Having been brought up on a sound New England diet of Prescott and Motley, with overtones from Westward Ho! and grisly hints from Foxe’s Book of Martyrs, to say nothing of General Weyler and the “Spanish Mar,” this reviewer for a long time nursed the comfortable belief that Spaniards delighted in cruelty, that they rejoiced in the thumbscrew and the rack as other people enjoy music or perfumery. Mature experience in Spain has weakened this conviction, but it is probably true that Spanish civilization, which certainly does not enjoy the suffering of beasts or humans, is less sensitive to it than our own. It accepts the ugly facts of blood and death.
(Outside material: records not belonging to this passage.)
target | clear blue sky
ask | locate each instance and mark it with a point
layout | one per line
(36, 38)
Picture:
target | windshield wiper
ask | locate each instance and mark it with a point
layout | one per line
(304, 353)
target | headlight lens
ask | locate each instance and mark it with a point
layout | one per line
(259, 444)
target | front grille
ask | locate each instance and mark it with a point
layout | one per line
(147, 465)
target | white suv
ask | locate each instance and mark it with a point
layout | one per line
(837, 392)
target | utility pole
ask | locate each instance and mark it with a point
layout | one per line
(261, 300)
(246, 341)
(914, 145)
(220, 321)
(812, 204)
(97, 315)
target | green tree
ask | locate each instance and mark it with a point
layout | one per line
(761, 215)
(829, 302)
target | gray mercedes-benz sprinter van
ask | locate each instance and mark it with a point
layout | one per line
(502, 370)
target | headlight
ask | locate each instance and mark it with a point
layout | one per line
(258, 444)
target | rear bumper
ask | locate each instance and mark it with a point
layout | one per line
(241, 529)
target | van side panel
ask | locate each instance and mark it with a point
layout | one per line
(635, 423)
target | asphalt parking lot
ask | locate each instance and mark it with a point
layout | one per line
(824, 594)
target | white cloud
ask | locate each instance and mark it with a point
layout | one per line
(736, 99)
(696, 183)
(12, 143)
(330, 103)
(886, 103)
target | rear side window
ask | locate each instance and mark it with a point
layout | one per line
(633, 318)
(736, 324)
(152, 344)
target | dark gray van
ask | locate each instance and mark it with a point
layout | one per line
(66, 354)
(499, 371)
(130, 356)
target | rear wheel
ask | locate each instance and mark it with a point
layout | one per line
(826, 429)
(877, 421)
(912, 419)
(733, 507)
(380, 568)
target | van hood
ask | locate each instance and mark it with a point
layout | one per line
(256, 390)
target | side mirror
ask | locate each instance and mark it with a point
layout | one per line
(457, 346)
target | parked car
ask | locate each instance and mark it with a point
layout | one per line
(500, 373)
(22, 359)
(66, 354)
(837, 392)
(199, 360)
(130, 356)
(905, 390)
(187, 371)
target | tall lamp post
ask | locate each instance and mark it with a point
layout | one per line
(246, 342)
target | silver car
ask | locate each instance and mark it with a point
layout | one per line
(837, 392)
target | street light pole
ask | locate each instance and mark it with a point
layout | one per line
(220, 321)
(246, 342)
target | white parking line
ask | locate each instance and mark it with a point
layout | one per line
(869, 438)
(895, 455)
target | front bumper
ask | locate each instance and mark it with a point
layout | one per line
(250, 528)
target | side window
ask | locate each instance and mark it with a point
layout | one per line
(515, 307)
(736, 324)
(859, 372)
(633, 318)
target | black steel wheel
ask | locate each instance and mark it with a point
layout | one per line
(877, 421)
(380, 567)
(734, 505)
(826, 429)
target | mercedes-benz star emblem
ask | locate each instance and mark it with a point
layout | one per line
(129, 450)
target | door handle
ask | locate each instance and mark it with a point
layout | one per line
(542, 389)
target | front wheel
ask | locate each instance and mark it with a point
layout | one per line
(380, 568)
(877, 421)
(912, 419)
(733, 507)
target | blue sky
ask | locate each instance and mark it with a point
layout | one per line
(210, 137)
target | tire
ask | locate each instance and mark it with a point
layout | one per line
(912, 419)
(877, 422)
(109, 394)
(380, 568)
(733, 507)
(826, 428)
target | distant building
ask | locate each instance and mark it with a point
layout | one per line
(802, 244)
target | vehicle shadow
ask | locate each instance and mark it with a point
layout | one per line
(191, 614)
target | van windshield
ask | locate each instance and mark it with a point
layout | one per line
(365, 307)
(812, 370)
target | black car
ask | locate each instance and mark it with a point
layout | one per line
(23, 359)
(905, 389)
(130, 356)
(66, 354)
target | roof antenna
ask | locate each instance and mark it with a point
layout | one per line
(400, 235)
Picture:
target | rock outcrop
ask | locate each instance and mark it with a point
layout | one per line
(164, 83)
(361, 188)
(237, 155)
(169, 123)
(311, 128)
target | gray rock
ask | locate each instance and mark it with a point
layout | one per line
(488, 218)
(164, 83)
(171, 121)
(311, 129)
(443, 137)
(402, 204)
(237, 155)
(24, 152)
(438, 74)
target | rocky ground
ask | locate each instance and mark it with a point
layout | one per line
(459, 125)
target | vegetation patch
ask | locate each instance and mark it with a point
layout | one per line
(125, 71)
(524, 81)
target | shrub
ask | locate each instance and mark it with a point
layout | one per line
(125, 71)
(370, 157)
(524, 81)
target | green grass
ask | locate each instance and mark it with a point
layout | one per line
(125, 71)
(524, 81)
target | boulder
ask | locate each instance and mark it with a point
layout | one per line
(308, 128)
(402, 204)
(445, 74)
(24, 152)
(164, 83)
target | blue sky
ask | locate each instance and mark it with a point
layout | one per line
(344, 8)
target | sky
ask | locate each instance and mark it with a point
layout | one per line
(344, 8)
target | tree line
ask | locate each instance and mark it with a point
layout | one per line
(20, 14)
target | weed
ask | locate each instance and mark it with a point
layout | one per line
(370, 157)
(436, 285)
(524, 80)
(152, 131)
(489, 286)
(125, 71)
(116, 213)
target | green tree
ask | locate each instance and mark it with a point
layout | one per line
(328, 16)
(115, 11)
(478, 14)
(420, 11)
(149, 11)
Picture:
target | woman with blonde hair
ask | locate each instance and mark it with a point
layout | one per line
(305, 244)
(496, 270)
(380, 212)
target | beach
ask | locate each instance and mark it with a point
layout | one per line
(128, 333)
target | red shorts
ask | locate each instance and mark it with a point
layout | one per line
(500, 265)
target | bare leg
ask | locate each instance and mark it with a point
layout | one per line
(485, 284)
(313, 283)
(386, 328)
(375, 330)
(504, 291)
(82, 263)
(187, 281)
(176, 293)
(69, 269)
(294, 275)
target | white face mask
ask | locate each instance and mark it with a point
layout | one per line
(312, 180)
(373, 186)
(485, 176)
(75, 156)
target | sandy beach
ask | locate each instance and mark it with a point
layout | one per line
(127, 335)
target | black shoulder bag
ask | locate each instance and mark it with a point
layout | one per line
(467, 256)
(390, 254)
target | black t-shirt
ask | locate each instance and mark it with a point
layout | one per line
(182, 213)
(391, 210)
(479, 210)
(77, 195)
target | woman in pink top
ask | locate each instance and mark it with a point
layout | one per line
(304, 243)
It is definitely, in its hard Latin logic, not squeamish.
Therefore it is not surprising that The Red Domination of Spain should be illustrated with no end of repulsive photographs of murdered priests, nuns, and civil persons, in full, horrid detail. The lists of these “martyrs” are tragically long. The recital of crimes by the Loyalist “checas,” the bewildering documentation — all this may be accepted as substantially true. But, at this late date, the necessity for proving that there were massacres and church burnings by the “Loyalists” seems superfluous. The public has accepted these incidents as among the mournful facts of revolution; their full-dress rehearsal, ten years later, is no more valuable than the flogging of a dead horse. As well produce affidavits to prove that tumbrils rolled and heads fell during the Terror in Paris. Let us hope that the Japanese are not moved a decade from now to document — with photographs a new edition of Hiroshima.
One wonders, if the Spanish government thought this volume necessary or valuable for propaganda in the U.K. and the U.S.A., why someone was not secured who could translate the original documents into good journalistic English. Instead, the job was turned over, apparently, to some local scholar who rendered Anarchist as Anarquist, Confessional as Confessionary, economic as economical, and so on, and pursued a plodding course of literal translation which makes little or no sense to Anglo-Saxon readers.
Here are the documents without index or table of contents but with all their miserable quoque’s to prove that atrocious deeds were done by the officials of the Popular Front. They demonstrate the obvious. File them away!